In larger clusters with 1000 or more CPUs, the CPU utilization rate was only marginally higher at 17%.
However, 'megaclusters' with 30,000 CPUs or more were utilized at a rate of around 44%, likely due to the “attention they receive from the large DevOps teams that manage them.”
The report attributes this over-provisioning to anxiety on the part of DevOps teams. For fear of running out of memory, they plan to oversize their Kubernetes clusters.
These large clusters largely sit “idle in the background,” driving up cloud costs, the study noted. A similar effect is achieved when CPU and memory requests are set “higher than what Kubernetes applications actually require,” resulting in more wasted capacity.
For example, the report's analysis of “spot instance” pricing found that costs had increased by 25% in US AWS regions.
This is also an issue with general Kubernetes practice across the board, the report noted, with DevOps teams across all major platforms reporting cloud waste as a result of over-provisioning.
Although cloud waste is slightly lower on Google Cloud Platform (GCP), with utilization at 17%, utilization rates on Amazon Web Services (AWS) and Microsoft's Azure sit at rates of 11%.
The report predicts that this trend will continue as the gap between provisioned and requested CPUs has widened in recent years from 37% to 43%.
“As more enterprises adopt Kubernetes, cloud waste is likely to continue to grow,” CAST said.
The report was compiled from an analysis of 4,000 clusters of at least 50+ CPUs running on AWS, GCP, and Microsoft's Azure.
Kubernetes costs have increased steadily over the past few years.

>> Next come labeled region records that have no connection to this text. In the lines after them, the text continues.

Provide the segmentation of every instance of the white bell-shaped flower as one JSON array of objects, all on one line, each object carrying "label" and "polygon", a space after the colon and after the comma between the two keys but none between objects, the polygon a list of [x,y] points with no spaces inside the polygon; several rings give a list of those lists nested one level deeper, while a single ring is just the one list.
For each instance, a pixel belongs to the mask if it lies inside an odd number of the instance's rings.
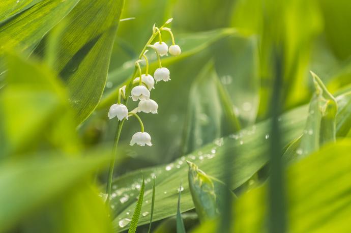
[{"label": "white bell-shaped flower", "polygon": [[138,105],[138,112],[141,111],[146,113],[151,112],[153,114],[157,113],[158,104],[154,100],[150,99],[146,100],[141,100]]},{"label": "white bell-shaped flower", "polygon": [[115,116],[117,116],[120,121],[122,121],[124,118],[128,119],[128,109],[126,105],[122,104],[114,104],[110,107],[108,118],[112,119]]},{"label": "white bell-shaped flower", "polygon": [[171,54],[171,55],[173,55],[173,56],[178,56],[178,55],[180,54],[182,52],[181,47],[179,47],[179,45],[177,45],[176,44],[171,45],[170,46],[169,46],[169,49],[168,50],[168,51],[169,52],[169,53]]},{"label": "white bell-shaped flower", "polygon": [[[139,77],[135,78],[134,80],[134,82],[138,82]],[[155,89],[155,80],[152,76],[150,74],[145,75],[145,74],[141,75],[141,81],[144,82],[145,84],[148,85],[149,91],[151,91],[152,89]]]},{"label": "white bell-shaped flower", "polygon": [[169,70],[165,67],[157,69],[154,73],[154,77],[157,82],[163,80],[165,82],[170,80],[169,78]]},{"label": "white bell-shaped flower", "polygon": [[145,144],[151,147],[151,136],[146,132],[138,132],[135,133],[132,137],[130,140],[130,145],[133,145],[136,143],[137,145],[143,147]]},{"label": "white bell-shaped flower", "polygon": [[157,52],[161,56],[164,56],[167,54],[167,52],[168,51],[168,46],[167,44],[164,42],[160,43],[156,42],[154,44],[155,49],[157,50]]},{"label": "white bell-shaped flower", "polygon": [[150,98],[150,92],[143,85],[134,86],[132,89],[132,99],[133,101],[138,100],[148,100]]}]

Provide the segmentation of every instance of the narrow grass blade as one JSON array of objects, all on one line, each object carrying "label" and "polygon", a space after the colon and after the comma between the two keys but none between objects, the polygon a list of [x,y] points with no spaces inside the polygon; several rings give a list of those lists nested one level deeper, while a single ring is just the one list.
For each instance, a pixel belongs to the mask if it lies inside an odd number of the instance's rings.
[{"label": "narrow grass blade", "polygon": [[178,196],[178,207],[177,210],[177,233],[185,233],[185,227],[182,218],[181,213],[181,193],[182,192],[182,183],[179,186],[179,195]]},{"label": "narrow grass blade", "polygon": [[136,226],[138,224],[139,216],[140,216],[140,212],[141,211],[141,206],[142,206],[142,199],[144,197],[144,189],[145,181],[144,181],[144,177],[143,177],[140,193],[139,194],[139,198],[138,198],[138,202],[135,206],[134,213],[133,214],[133,218],[132,218],[132,221],[130,223],[130,227],[129,227],[129,229],[128,229],[128,233],[135,233],[135,231],[136,230]]},{"label": "narrow grass blade", "polygon": [[151,202],[151,214],[150,216],[150,225],[149,225],[149,230],[148,233],[150,233],[151,230],[151,224],[152,223],[152,217],[154,216],[154,207],[155,206],[155,176],[153,179],[153,184],[152,184],[152,202]]}]

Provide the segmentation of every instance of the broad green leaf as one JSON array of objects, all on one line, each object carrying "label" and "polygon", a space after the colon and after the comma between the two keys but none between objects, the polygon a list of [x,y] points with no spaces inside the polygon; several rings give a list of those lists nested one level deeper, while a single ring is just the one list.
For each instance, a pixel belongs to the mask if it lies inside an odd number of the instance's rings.
[{"label": "broad green leaf", "polygon": [[109,159],[100,153],[84,158],[62,155],[47,153],[0,164],[0,231],[63,196]]},{"label": "broad green leaf", "polygon": [[154,208],[155,207],[155,195],[156,194],[156,188],[155,184],[155,177],[152,179],[152,198],[151,199],[151,213],[150,214],[150,224],[149,226],[148,233],[150,233],[151,230],[151,224],[152,223],[152,218],[154,216]]},{"label": "broad green leaf", "polygon": [[62,83],[45,66],[12,54],[7,59],[8,85],[0,93],[1,156],[48,145],[77,152],[73,112]]},{"label": "broad green leaf", "polygon": [[220,198],[223,196],[222,190],[230,192],[229,196],[233,198],[234,194],[224,184],[206,174],[196,164],[187,162],[189,165],[189,188],[200,221],[215,218],[222,206],[220,203]]},{"label": "broad green leaf", "polygon": [[[199,53],[208,48],[215,41],[230,35],[238,36],[237,31],[231,28],[177,35],[178,38],[181,38],[178,40],[177,43],[182,48],[182,53],[176,57],[169,56],[162,58],[162,66],[168,67],[171,64],[179,62],[185,58]],[[145,42],[146,43],[146,41]],[[154,71],[158,68],[157,57],[154,55],[150,60],[150,70]],[[119,89],[133,73],[135,62],[135,60],[128,61],[122,67],[109,71],[107,78],[108,86],[104,92],[101,103],[99,104],[100,107],[109,106],[109,105],[116,99]],[[171,74],[171,78],[172,76]]]},{"label": "broad green leaf", "polygon": [[[75,6],[78,0],[42,0],[2,3],[0,10],[0,44],[29,56],[43,37]],[[11,7],[12,6],[12,7]],[[22,6],[22,8],[20,7]],[[3,8],[4,7],[4,8]],[[0,51],[0,74],[5,70]]]},{"label": "broad green leaf", "polygon": [[213,66],[213,62],[208,63],[190,89],[183,149],[186,154],[241,128]]},{"label": "broad green leaf", "polygon": [[128,229],[128,233],[135,233],[135,231],[136,230],[136,227],[138,225],[138,221],[139,221],[139,216],[140,216],[140,211],[141,211],[141,207],[142,206],[142,200],[144,197],[144,189],[145,181],[143,177],[140,193],[139,194],[139,198],[138,198],[138,202],[135,206],[134,213],[133,214],[133,217],[130,222],[130,226],[129,226],[129,229]]},{"label": "broad green leaf", "polygon": [[317,151],[324,144],[335,141],[336,100],[319,78],[314,73],[311,74],[315,92],[309,104],[304,133],[288,148],[283,156],[285,159],[301,158]]},{"label": "broad green leaf", "polygon": [[[182,214],[186,229],[190,229],[198,224],[196,213],[183,213]],[[177,216],[173,216],[162,221],[153,233],[174,233],[177,231]]]},{"label": "broad green leaf", "polygon": [[[351,141],[329,144],[285,170],[288,232],[348,232]],[[337,156],[335,155],[337,155]],[[236,201],[233,232],[267,232],[267,184]],[[215,232],[207,223],[195,232]]]},{"label": "broad green leaf", "polygon": [[[343,101],[349,101],[351,96],[340,96],[337,99],[339,98]],[[338,108],[339,112],[342,111],[343,107],[340,106]],[[284,114],[279,118],[279,121],[281,124],[281,130],[283,132],[281,138],[282,145],[288,145],[301,135],[308,115],[308,106],[302,106]],[[343,123],[337,122],[337,126],[339,124]],[[143,173],[145,177],[144,199],[146,200],[143,205],[142,212],[149,211],[151,208],[152,188],[151,181],[154,175],[156,176],[156,190],[158,193],[160,194],[155,197],[154,221],[176,214],[177,208],[174,205],[177,202],[178,184],[182,179],[186,181],[183,184],[182,211],[194,208],[187,180],[188,169],[185,164],[186,160],[196,163],[200,169],[206,171],[209,175],[220,178],[226,173],[226,171],[223,170],[221,166],[224,156],[228,154],[231,154],[232,163],[228,167],[232,168],[232,175],[235,179],[233,179],[233,183],[228,184],[228,186],[232,190],[240,186],[267,162],[267,155],[269,148],[267,138],[269,137],[267,135],[269,126],[269,121],[263,122],[243,129],[237,134],[218,139],[213,143],[208,144],[170,164],[143,169]],[[281,149],[282,151],[283,148]],[[121,219],[128,218],[129,212],[135,207],[136,203],[133,197],[137,195],[138,188],[140,187],[141,182],[138,177],[139,174],[139,171],[132,172],[117,178],[113,183],[114,188],[111,203],[115,207],[114,210],[116,217],[113,220],[113,225],[116,231],[126,229],[125,227],[120,227],[118,222]],[[164,206],[168,207],[163,208]],[[147,224],[149,221],[148,216],[140,216],[139,224]]]},{"label": "broad green leaf", "polygon": [[[55,70],[67,86],[78,123],[101,97],[124,2],[80,1],[61,23],[64,29],[57,45]],[[43,43],[37,52],[44,49]]]},{"label": "broad green leaf", "polygon": [[[271,23],[274,21],[276,23]],[[313,39],[322,28],[316,1],[240,0],[237,2],[232,25],[257,34],[259,40],[261,88],[258,119],[269,115],[273,94],[273,74],[281,62],[282,98],[285,109],[308,97],[305,77]]]},{"label": "broad green leaf", "polygon": [[179,186],[179,194],[178,195],[178,205],[177,208],[177,233],[185,233],[184,223],[182,217],[182,211],[181,210],[181,196],[183,186],[182,184]]}]

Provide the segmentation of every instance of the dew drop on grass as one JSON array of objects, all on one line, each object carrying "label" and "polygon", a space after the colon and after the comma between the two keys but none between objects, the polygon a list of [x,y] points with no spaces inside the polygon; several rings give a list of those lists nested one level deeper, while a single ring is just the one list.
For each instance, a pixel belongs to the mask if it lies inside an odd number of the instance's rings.
[{"label": "dew drop on grass", "polygon": [[120,201],[121,201],[121,203],[123,204],[128,201],[129,199],[129,196],[127,195],[125,195],[124,196],[120,198]]},{"label": "dew drop on grass", "polygon": [[124,227],[130,223],[131,220],[129,218],[124,218],[123,219],[121,219],[119,222],[118,222],[118,225],[120,227]]}]

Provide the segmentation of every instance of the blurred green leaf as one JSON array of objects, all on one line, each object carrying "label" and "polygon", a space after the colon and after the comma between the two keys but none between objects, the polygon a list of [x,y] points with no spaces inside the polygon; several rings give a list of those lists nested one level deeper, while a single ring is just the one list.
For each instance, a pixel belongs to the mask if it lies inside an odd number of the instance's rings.
[{"label": "blurred green leaf", "polygon": [[94,155],[66,158],[46,154],[0,164],[0,231],[67,193],[109,161],[109,156]]},{"label": "blurred green leaf", "polygon": [[276,70],[273,61],[277,54],[283,72],[284,108],[308,98],[306,68],[311,42],[321,30],[321,22],[315,1],[240,0],[236,3],[232,25],[245,33],[256,34],[260,39],[258,120],[268,116]]},{"label": "blurred green leaf", "polygon": [[140,188],[140,193],[139,194],[139,198],[138,201],[135,206],[134,213],[133,214],[133,217],[132,218],[132,221],[130,222],[130,226],[128,229],[128,233],[135,233],[136,230],[136,227],[138,225],[138,221],[139,221],[139,216],[140,215],[140,211],[141,211],[141,207],[142,206],[142,200],[144,197],[144,190],[145,189],[145,181],[144,178],[142,178],[142,183],[141,183],[141,188]]},{"label": "blurred green leaf", "polygon": [[[340,97],[337,97],[337,99],[339,98]],[[342,97],[348,101],[350,98],[349,95]],[[339,111],[342,111],[343,108],[340,106]],[[283,114],[279,119],[281,131],[284,132],[281,138],[283,145],[288,145],[301,135],[308,115],[308,110],[307,106],[298,107]],[[337,125],[339,124],[343,123],[337,122]],[[223,177],[226,173],[221,165],[223,157],[228,153],[231,154],[233,159],[230,167],[235,179],[233,179],[233,184],[228,184],[228,186],[232,190],[240,186],[262,167],[268,161],[267,155],[269,148],[267,138],[269,137],[267,135],[269,136],[269,121],[263,122],[226,138],[216,139],[213,143],[169,164],[143,169],[143,173],[145,177],[144,199],[146,201],[143,205],[142,212],[148,211],[151,208],[151,203],[149,200],[151,198],[152,188],[151,181],[152,176],[156,175],[156,189],[161,194],[155,197],[154,220],[176,214],[177,209],[173,205],[177,202],[177,184],[182,179],[186,179],[188,169],[185,164],[186,160],[196,163],[201,170],[207,171],[212,177]],[[281,149],[282,151],[283,148]],[[138,171],[130,172],[115,179],[113,183],[114,194],[112,195],[111,203],[115,207],[116,217],[113,220],[113,225],[116,231],[126,229],[118,225],[119,219],[128,218],[128,212],[135,205],[133,197],[137,194],[137,189],[141,181],[138,177],[138,174],[139,172]],[[188,182],[184,182],[183,187],[184,190],[182,193],[182,210],[186,211],[194,207]],[[165,209],[163,208],[164,206],[169,207]],[[141,216],[139,224],[147,224],[149,220],[148,217]]]},{"label": "blurred green leaf", "polygon": [[[64,29],[54,68],[67,86],[78,124],[94,110],[103,91],[124,2],[80,1],[61,23]],[[43,53],[44,42],[37,53]]]},{"label": "blurred green leaf", "polygon": [[48,145],[77,152],[73,112],[62,83],[45,66],[12,54],[7,58],[8,85],[0,93],[1,156]]},{"label": "blurred green leaf", "polygon": [[[29,56],[43,37],[75,6],[79,0],[7,0],[0,7],[0,44]],[[6,10],[4,10],[6,9]],[[2,10],[3,10],[2,11]],[[0,74],[5,70],[0,52]]]},{"label": "blurred green leaf", "polygon": [[197,166],[190,161],[189,165],[189,184],[195,209],[201,222],[215,218],[220,214],[220,197],[222,190],[235,195],[224,184],[209,177],[198,169]]},{"label": "blurred green leaf", "polygon": [[[351,141],[328,144],[286,170],[289,232],[347,232],[351,214]],[[335,156],[335,155],[337,155]],[[235,203],[233,232],[267,229],[267,184],[241,196]],[[195,232],[215,232],[207,223]]]},{"label": "blurred green leaf", "polygon": [[[311,74],[315,91],[310,102],[304,133],[287,149],[283,156],[284,159],[300,159],[318,150],[326,143],[335,141],[336,100],[319,78],[314,73]],[[347,108],[344,107],[343,111],[348,112],[350,110]],[[347,119],[346,116],[341,118],[343,121]]]},{"label": "blurred green leaf", "polygon": [[186,233],[184,223],[182,217],[182,211],[181,210],[181,196],[183,187],[182,184],[179,186],[179,194],[178,195],[178,205],[177,207],[177,233]]}]

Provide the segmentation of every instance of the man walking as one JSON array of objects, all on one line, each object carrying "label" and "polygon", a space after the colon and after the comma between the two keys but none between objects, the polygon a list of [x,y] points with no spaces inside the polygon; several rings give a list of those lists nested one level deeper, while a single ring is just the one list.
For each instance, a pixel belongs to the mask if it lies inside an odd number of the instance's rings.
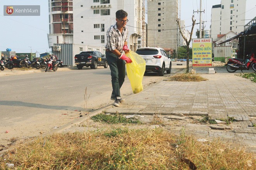
[{"label": "man walking", "polygon": [[124,101],[121,98],[120,88],[125,81],[125,62],[132,62],[122,53],[123,51],[129,50],[127,47],[128,29],[125,26],[128,22],[128,15],[127,13],[122,10],[116,12],[116,22],[107,32],[107,44],[105,46],[106,58],[111,71],[113,91],[111,99],[115,100],[113,105],[116,107]]}]

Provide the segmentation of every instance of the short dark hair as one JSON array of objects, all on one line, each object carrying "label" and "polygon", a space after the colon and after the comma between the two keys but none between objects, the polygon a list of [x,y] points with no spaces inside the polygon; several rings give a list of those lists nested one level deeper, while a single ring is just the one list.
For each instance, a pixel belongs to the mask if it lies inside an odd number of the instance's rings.
[{"label": "short dark hair", "polygon": [[128,14],[122,9],[118,10],[116,12],[116,18],[117,19],[122,19],[125,18],[127,16],[128,16]]}]

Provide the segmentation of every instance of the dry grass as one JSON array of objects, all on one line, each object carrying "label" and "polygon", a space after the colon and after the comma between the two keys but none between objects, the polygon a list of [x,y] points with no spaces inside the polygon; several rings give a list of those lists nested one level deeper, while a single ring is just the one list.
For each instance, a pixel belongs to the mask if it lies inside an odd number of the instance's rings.
[{"label": "dry grass", "polygon": [[164,122],[163,120],[161,117],[158,117],[156,115],[154,115],[153,119],[151,121],[150,124],[162,124]]},{"label": "dry grass", "polygon": [[177,82],[201,82],[208,80],[198,75],[190,73],[177,74],[170,77],[167,81]]},{"label": "dry grass", "polygon": [[26,68],[26,67],[21,67],[20,68],[16,68],[17,70],[22,70],[22,71],[27,71],[33,69],[31,67],[29,68]]},{"label": "dry grass", "polygon": [[[256,169],[253,153],[215,141],[201,143],[161,129],[118,129],[54,134],[21,145],[0,158],[16,169]],[[6,159],[5,160],[4,159]]]}]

Kubernetes has been causing cost issues for a while now. A 2023 survey by Civo found that 10% of developers have experienced a 50% increase in annual spending, while the majority experienced up to a 25% increase in spending.
Organizations and enterprise Kubernetes users should move toward using more custom instance sizes, the CAST report suggests.
Many DevOps teams start by defining workloads and then scouring cloud inventories for the best tools, but most large cloud providers offer an overwhelming “scale” of options.
This means that most teams simply choose options they know, which often leads to underutilization of other resources they have paid for.
However, dynamic and automated instances can ensure that clusters are automatically optimized.
It is also important for teams to establish “precise requests that require the ability to constantly monitor resource consumption,” which will in turn allow them to adjust requests as necessary.